0 Comments

I mentioned last week that I was struggling with an issue with my environment setup scripts via CloudFormation.

Well, I finally got to the bottom of it, and I thought it would be a good thing to share, because I don’t want anyone else to have to struggle with finding the root cause behind the incredibly unhelpful error that I was getting. Hopefully, my pain becomes your knowledge.

To give a little bit of background, I use a combination of CloudFormation templates, Powershell and Octopus Deploy to setup environments for our products and services in AWS. This approach has proven to be extremely useful for a number of reasons, including codification of what exactly goes into the environment, reducing the amount of time to setup an environment (in comparison to using typical infrastructure requests) and reducing the reliance on one particular person or team who knows how to put it all together.

A little while ago I noticed that the environment setup that I use for my JMeter Load Test Workers was failing to run to completion. Every time I tried to setup the environment, it would fail with a “Create Failed” status, stating that one or more of the instances failed their configuration.

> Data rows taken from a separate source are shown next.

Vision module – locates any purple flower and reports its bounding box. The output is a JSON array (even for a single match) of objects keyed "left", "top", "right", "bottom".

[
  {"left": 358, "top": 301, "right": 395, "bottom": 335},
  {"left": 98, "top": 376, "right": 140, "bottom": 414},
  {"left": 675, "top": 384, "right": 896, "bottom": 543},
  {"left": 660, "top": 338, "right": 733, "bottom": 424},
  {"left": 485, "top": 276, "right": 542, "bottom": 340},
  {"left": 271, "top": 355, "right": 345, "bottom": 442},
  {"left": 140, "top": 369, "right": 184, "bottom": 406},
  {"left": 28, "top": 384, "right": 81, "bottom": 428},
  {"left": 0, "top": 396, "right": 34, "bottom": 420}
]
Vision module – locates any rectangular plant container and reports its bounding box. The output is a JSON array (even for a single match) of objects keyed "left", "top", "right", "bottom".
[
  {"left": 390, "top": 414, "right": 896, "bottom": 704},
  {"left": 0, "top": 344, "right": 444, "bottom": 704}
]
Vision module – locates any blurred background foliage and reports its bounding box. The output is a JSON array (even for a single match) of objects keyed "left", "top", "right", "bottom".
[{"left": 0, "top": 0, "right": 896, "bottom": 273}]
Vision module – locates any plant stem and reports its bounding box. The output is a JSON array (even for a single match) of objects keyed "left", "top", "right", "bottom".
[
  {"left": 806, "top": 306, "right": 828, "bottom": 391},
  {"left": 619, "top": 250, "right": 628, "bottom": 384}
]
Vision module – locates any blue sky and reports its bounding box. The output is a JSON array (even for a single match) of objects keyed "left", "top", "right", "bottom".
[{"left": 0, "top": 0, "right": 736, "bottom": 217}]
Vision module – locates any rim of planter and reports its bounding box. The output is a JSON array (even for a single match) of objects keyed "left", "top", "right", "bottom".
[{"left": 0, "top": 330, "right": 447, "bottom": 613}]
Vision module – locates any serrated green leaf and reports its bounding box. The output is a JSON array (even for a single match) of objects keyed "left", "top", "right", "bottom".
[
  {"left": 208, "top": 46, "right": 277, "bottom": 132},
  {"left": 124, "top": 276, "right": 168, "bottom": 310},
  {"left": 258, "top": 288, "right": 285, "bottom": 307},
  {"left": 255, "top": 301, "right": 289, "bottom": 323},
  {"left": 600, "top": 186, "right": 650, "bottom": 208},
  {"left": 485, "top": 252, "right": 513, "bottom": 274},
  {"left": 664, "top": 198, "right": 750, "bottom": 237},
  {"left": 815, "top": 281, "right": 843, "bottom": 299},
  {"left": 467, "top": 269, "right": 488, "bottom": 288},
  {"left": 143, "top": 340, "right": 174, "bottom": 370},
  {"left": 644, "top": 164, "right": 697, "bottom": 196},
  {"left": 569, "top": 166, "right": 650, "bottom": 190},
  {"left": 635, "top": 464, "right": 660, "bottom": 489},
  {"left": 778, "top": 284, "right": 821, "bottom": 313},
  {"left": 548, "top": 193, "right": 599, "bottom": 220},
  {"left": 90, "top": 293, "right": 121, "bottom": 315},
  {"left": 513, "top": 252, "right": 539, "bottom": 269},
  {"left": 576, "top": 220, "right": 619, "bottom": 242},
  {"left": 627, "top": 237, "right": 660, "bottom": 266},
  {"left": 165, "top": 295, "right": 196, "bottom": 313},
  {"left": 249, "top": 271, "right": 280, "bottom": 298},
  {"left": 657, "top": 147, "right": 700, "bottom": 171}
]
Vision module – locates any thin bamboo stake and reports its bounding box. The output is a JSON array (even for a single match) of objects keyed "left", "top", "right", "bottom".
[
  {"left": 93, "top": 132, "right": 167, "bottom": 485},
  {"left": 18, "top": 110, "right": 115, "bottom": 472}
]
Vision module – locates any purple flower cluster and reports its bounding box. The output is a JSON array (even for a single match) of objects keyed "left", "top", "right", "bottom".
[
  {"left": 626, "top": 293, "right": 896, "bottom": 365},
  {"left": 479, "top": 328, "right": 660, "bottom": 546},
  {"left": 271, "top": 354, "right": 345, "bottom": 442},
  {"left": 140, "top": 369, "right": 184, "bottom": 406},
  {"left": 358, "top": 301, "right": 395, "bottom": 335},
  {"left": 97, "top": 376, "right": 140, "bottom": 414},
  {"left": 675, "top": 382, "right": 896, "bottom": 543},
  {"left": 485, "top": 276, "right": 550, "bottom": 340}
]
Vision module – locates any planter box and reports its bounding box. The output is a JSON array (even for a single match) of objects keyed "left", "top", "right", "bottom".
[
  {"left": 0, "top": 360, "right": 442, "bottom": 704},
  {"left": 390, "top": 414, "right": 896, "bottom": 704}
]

Looking into the issue, I found the following error in the cfn-init.log file (available at C:\cfn\log\cfn-init.log).

In case you are unfamiliar with CloudFormation, cfn-init is a program supplied by Amazon that works with CloudFormation, and allows you to configure a series of steps to occur during the startup of an EC2 instance. Typically you  use the UserData for an instance to execute cfn-init with the appropriate parameters, and it connects to the meta data service, downloads the CloudFormation (cfn) template and executes it on the local machine. Its awesome, and I use it a lot.

The relevant excerpt from the log file:

2015-06-12 03:06:02,674 [DEBUG] Running command a-deploy-loadtest
2015-06-12 03:06:02,674 [DEBUG] No test for command a-deploy-loadtest
2015-06-12 03:06:59,846 [INFO] Command a-deploy-loadtest succeeded
2015-06-12 03:06:59,846 [ERROR] -----------------------BUILD FAILED!------------------------
2015-06-12 03:06:59,846 [ERROR] Unhandled exception during build: 'utf8' codec can't decode byte 0xf2 in position 644: invalid continuation byte
Traceback (most recent call last):
    File "cfn-init", line 123, in <module>
    File "cfnbootstrap\construction.pyc", line 117, in build
    File "cfnbootstrap\construction.pyc", line 502, in build
    File "cfnbootstrap\construction.pyc", line 513, in run_config
    File "cfnbootstrap\construction.pyc", line 125, in run_commands
    File "cfnbootstrap\command_tool.pyc", line 116, in apply
    File "encodings\utf_8.pyc", line 16, in decode UnicodeDecodeError: 'utf8' codec can't decode byte 0xf2 in position 644: invalid continuation byte

Of course, that doesn’t make any sense, as I hadn’t changed anything to do with the encoding of the output. Even more confusingly, when I ran cfn-init using the exact same mechanism (the execution of the UserData batch file), on the exact same machine, it would work just fine. It only failed during instance startup.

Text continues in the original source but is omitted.